A recent mini-chef course provided 2- to 12-year-olds in Salvador, Bahia, Brazil, with several weeks of training in cooking. The initiative, launched in September 2022, resulted from a partnership between a child development project of the Adventist Development and Relief Agency (ADRA) and the UniTFC nutrition program.
The goal of the initiative was to awaken the pleasure of cooking in children, organizers said, exploring a wholesome use of food according to the Brazilian Food Guide. Using basic, simple techniques, using the creativity of children to practice and taste numerous recipes that they made, the course provided fun and uncomplicated learning in the kitchen through classes offered by students of the Nutrition course, organizers explained.

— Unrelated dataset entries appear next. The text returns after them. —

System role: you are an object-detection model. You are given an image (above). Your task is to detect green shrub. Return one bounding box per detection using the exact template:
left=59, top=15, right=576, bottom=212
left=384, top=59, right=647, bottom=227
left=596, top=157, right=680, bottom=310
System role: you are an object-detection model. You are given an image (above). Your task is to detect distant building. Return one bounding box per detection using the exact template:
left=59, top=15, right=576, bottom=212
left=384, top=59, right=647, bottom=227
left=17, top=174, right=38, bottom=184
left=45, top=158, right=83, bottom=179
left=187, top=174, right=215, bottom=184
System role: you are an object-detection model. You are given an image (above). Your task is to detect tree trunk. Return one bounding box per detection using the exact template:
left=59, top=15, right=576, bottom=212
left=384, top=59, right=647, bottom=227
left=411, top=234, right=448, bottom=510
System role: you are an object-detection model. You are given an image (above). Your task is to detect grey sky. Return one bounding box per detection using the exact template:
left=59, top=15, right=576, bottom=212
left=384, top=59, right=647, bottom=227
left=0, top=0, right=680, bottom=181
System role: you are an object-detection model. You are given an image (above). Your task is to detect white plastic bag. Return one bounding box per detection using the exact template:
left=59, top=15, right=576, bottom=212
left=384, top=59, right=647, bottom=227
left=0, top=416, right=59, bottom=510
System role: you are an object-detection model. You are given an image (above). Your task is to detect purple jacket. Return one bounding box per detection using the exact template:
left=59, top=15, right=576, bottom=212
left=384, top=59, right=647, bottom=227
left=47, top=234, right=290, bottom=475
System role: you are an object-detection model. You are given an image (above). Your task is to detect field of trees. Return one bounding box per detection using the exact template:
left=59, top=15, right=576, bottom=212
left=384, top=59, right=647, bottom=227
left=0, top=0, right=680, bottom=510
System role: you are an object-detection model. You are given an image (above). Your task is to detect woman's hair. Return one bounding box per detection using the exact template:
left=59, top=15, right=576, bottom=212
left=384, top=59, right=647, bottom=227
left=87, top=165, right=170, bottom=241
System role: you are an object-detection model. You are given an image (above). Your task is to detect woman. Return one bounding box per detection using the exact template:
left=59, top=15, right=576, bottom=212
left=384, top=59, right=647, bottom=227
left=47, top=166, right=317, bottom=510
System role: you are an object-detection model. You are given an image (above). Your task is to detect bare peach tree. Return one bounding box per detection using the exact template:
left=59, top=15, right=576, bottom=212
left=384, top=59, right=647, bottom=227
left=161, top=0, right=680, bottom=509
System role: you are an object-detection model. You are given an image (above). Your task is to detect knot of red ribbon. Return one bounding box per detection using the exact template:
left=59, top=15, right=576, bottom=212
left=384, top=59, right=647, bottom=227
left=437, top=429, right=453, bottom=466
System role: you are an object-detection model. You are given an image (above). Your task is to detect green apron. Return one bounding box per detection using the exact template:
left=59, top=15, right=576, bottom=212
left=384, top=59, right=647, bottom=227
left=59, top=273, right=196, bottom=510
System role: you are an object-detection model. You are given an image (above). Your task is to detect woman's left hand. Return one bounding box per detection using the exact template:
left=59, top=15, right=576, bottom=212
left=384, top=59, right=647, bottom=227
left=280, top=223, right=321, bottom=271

According to Ane Caroline Casaes, nutritionist and professor at the UniFTC network, this dream initiative became a great learning experience. “The goal of the mini-chef cooking course is to foster growth in children. Growth results from children having contact with food and having food as a friend. Handling food is a very good way to start,” she said. Casaes explained that facilitators showed various aspects of food to the children, something that includes not only ingesting nutrients and getting healthy, but also considering food’s social importance.
According to project coordinator Luciene Rodrigues, it was a wonderful initiative to implement, and something that showed the synergy of collaboration. “This dream came true thanks to UniFTC assistance. ADRA couldn’t have done it alone. It’s a chain of good works,” she said.
Opportunity and Growth
Similarly, several mothers of the students said they were grateful for the opportunity ADRA and UniFTC offered their children. For them, projects like this one help develop children in important areas. “I really liked the development I witnessed in my two children,” Sara Santos, a mother of two students, said. “Now they can do things by themselves and learn about cooking and helping others. It was great to have this chance here in our neighborhood.”
In a special ceremony on November 1, 58 young chefs who completed the program were awarded a certificate. The partnership between ADRA and UniFTC was launched in early 2022, and it is expected to continue with other mini-chef initiatives, organizers said.
For nutrition student Danielly Lira, experiences such as this illustrate that what’s simple for an adult can be complicated for a child. At the same, it allows children to be immersed in practicing a new skill while leaving fear of the kitchen aside.
“This project is a two-way street, because we learn how to help a child,” she said. “For instance, making a pudding or a burger is so simple for us, but for the child, it’s surreal. When parents thank us, we really feel that we are contributing with some of our knowledge. I feel like we’re changing each child’s life a little bit.”